I intentionally include and rely on structure in my composition. You have a hard
time to understand my texts, if the structurual information is not preserved.
*This gives me 3 options:
- Directly composing in plain text (including manual wrapping for lists)
- Writing the HTML version with the plain text version in mind and crippling the
HTML version by doing so. (This requires detailed knowledge about the HTML->TXT
converter - something only power users have.)
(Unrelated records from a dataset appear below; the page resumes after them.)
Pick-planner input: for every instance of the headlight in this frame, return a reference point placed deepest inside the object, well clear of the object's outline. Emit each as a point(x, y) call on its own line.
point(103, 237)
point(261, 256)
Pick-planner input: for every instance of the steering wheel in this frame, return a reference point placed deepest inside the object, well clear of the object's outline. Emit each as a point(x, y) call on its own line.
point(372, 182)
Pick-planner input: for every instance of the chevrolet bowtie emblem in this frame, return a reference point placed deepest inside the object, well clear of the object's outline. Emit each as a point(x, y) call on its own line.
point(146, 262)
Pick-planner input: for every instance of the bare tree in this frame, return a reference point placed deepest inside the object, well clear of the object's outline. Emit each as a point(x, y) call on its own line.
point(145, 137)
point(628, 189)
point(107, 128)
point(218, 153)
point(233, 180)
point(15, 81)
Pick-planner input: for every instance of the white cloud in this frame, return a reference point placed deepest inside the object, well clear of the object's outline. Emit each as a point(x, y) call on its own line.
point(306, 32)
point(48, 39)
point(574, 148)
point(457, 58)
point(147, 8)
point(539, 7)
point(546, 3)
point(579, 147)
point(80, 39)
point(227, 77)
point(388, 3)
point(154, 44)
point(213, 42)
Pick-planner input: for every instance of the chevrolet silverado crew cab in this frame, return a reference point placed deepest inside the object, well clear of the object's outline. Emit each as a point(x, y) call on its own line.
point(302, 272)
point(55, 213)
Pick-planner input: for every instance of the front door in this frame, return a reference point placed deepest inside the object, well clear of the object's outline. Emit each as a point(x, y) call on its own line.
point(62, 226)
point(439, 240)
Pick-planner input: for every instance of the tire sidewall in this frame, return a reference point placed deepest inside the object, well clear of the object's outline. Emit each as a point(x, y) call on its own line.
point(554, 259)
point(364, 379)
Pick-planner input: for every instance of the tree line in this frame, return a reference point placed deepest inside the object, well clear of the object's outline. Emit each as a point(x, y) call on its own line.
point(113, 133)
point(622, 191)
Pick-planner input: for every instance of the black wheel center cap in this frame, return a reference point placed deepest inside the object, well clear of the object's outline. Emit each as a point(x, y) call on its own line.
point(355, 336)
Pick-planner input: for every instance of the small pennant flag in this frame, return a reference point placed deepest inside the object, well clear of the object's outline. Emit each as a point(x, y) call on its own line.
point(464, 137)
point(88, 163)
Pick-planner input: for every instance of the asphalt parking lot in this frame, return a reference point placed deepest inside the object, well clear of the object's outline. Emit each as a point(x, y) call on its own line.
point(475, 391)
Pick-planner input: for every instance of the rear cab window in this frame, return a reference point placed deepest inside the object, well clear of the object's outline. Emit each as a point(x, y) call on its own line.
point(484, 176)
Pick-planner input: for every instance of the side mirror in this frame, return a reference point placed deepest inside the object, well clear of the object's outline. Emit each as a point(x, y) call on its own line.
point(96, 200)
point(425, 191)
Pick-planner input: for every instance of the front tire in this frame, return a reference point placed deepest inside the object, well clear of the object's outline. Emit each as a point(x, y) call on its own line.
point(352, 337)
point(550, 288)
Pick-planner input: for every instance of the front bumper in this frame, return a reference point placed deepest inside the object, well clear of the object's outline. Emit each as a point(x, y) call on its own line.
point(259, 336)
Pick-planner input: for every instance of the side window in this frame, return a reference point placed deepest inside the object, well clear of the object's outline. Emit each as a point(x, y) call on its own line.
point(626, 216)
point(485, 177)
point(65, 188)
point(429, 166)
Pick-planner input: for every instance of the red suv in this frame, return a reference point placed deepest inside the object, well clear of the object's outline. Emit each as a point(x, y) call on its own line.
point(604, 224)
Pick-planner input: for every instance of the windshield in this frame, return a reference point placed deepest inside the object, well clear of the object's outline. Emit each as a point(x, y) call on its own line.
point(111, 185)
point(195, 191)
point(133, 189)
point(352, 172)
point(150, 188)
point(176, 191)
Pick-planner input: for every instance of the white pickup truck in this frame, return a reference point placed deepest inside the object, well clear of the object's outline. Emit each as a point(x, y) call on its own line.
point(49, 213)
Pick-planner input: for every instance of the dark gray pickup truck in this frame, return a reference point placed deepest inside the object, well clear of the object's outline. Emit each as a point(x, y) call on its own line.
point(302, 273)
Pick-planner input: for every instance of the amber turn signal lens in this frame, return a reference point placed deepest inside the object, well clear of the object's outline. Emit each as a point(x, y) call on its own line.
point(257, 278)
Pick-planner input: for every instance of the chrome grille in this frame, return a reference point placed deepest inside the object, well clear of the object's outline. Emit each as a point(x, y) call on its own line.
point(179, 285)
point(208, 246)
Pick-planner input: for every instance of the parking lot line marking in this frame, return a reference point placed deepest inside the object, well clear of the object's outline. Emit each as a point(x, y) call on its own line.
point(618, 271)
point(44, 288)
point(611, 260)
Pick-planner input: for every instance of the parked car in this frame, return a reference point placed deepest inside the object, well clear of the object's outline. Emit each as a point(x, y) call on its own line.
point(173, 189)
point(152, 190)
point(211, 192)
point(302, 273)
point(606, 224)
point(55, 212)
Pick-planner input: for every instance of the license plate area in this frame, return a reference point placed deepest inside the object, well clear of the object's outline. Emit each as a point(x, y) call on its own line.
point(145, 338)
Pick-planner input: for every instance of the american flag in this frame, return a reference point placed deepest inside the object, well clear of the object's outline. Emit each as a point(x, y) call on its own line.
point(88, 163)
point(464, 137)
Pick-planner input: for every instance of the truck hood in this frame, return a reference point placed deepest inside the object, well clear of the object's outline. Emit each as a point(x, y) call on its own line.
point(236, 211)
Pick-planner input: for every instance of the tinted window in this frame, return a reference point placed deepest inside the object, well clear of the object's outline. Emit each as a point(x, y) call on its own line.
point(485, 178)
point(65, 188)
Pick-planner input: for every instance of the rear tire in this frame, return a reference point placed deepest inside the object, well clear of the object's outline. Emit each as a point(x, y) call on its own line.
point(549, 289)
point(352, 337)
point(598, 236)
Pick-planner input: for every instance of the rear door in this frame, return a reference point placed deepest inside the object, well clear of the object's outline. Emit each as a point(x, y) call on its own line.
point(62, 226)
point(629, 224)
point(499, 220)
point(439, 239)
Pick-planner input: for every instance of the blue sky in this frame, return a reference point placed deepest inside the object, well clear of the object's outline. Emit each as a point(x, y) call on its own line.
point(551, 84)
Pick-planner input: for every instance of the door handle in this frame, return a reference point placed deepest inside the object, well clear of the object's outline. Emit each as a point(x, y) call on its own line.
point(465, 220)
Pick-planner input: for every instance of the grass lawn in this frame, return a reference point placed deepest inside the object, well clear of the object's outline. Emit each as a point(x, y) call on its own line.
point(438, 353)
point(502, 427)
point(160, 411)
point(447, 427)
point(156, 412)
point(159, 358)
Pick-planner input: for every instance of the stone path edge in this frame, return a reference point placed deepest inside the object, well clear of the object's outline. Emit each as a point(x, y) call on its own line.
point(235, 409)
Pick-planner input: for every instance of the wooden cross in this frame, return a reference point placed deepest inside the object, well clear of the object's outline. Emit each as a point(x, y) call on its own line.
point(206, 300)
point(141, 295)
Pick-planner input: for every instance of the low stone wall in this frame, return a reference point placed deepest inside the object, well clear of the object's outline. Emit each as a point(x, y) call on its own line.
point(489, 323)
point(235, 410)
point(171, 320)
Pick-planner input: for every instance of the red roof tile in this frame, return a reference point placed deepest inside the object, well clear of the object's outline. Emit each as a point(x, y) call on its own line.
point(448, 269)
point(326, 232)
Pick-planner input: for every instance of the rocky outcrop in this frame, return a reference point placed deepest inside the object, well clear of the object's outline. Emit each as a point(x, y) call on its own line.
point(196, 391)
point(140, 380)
- Not caring about the plain text version.
Surely, none of these are acceptable.
Comment 12•25 years ago
|
||
I would not want the output system numbering headers which did not appear
numbered in the html. That doesn't make sense at all. If I wanted it numbered,
I'd use something like a numbered list -- or I'd just put in numbers and make
them part of the header.
I agree that the old code isn't working -- the text and the header shouldn't
appear on the same line, we should have a newline, at least -- but adding
numbers doesn't seem right.
As an alternate suggestion, we could add an identifier like "*" (since html
headers usually appear bold by default), or perhaps something new, like "<<" and
">>", around headers when converting to formatted plaintext, so <h1>foo</h1>
would look like <<foo>>. You could even add more of them depending on the
level, e.g. <foo> is an h4, <<<<foo>>>> is an h1, etc.
Assignee | ||
Comment 13•25 years ago
|
||
> I would not want the output system numbering headers which did not appear
> numbered in the html. That doesn't make sense at all.
It does make sense. Both me and the HTML spec authors came up with the same
proposal.
It might not make sense for *your* documents, which is still a legal argument.
can you explain why you think, this made no sense? The two reasons Daniel gave
were valid, but IMO no reason to drop numbers.
BTW: I just added a clear statement to the askSendFormat dialog: "[...] the
plaintext version might look different from what you saw in the composer".
Suggestions for rephrasing welcome.
> If I wanted it
> numbered, I'd use something like a numbered list -- or I'd just put in numbers
> and make them part of the header.
See <http://www.bucksch.org/1/projects/mozilla/31906> rendered with that patch.
Although I do use numbers for headers in one section (creating 2 numbers for
each of those headers), it still looks better than rendered by lynx.
> You could even add more of them depending on the
> level, e.g. <foo> is an h4, <<<<foo>>>> is an h1, etc.
This is not obvious. This was exactly the problem, which led my to my proposal:
Making the hierarchy obvious (without looking at the content). This is a
*requirement*.
Comment 14•25 years ago
|
||
The point of doing formatted plaintext is to make the plaintext output look as
much as possible as the html that produced it, so that we're as close to wysiwyg
as possible.
Assignee | ||
Comment 15•25 years ago
|
||
IMO wrong. Impossible. How do you show bold in plaintext? Font sizes? You will
loose a lot of information, if you try to emulate the look of a graphical
display.
The goal should be to carry over as much *information* as possible and output it
in a way as if a human had written it directly in plaintext.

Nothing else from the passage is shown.